Opposition, govt can now negotiate for reforms, support, says analyst

Tan Yih Pey

Political analyst Wong Chin Huat says the govenrment's slim majority in Parliament means the opposition can now negotiate for reforms with the administration in exchange for its support on bills. – The Malaysian Insight file pic, July 20, 2020.

THE Perikatan Nasional (PN) government with its slim majority in Parliament can consider a confidence-and-supply agreement with the opposition in exchange for reforms, said political analyst Wong Chin Huat. 

Prime Muhyiddin Yassin’s government last Monday narrowly passed his motion to remove the Dewan Rakyat speaker by 111 to 109 MPs, out of 222 lawmakers, a sign of potential difficulties PN may face in future votes in the house.

As speculation of a snap general election continues, PN’s ability to put up a united front is also tenuous, with various statements from PAS and Umno about not giving way in seat allocations to Muhyiddin’s party, Bersatu.

Fresh polls will not necessarily resolve political instability or bring about a clear majority for a side that Malaysians have been so used to under six decades of Barisan Nasional rule. 

As such, it is time the country consider the Westminster-style confidence-and-supply agreement, Wong said.

A confidence-and-supply agreement is one whereby a party or independent members of parliament will support the government in motions of confidence and appropriation or budget votes, by either voting in favour or abstaining.

“The current issue in the country’s political situation is whether the government needs a majority to ensure political stability. But no political party can hold more than half of the seats, because East Malaysia MPs are becoming more and more independent-minded,” he told The Malaysian Insight’s Mandarin talk show recently.

There is a chance for political stability if the government and opposition can reach a confidence-and-supply agreement, provided there is political will and maturity to make exchanges.

“Muhyiddin could promise to implement reforms, decentralise power and share power in parliament, so that the opposition is able to be a check and balance on the government,” Wong said.

Kulai MP Teo Nie Ching said such an agreement is theoretically possible if PN is willing to negotiate.

“PN can try to negotiate with the opposition to pass the budget. PN can offer policy reform in exchange for support.

“It’s not impossible, it’s just that we don’t see such a trend at present,” she said in the same talk show.

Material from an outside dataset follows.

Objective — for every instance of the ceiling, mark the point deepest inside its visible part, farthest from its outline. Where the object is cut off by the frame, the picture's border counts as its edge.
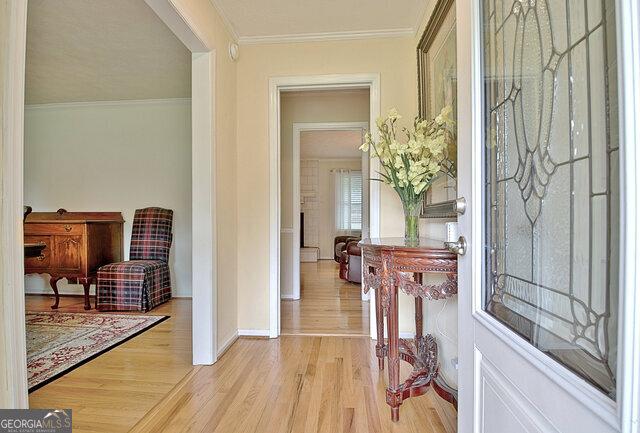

PN has a slim margin of four MPs based on the count taken when voting for the speaker’s removal last Monday.

Two of its MPs did not vote as one was the deputy speaker who presided over the session, and another was on sick leave. The opposition, meanwhile, had 109 MPs who did not want the speaker removed.

Teo said this almost-equal balance of power increases the chances of snap polls being held soon.

She was concerned that this will cause the political situation to remain in flux, with voters on the losing end as politicians focus on winning rather than policy-making.

For a confidence-and-supply deal to be possible, Wong said, there must be parliamentary reforms to promote multi-party competition.

Other governments based on a parliamentary system, including those of the UK, New Zealand, Ireland, India and Canada, have successfully worked with confidence-and-supply agreements.

It is time Malaysian politics matures to break out of its deadlock otherwise the inability to reach consensus will cause further destabilisation and party-hopping, Wong said. – July 20, 2020.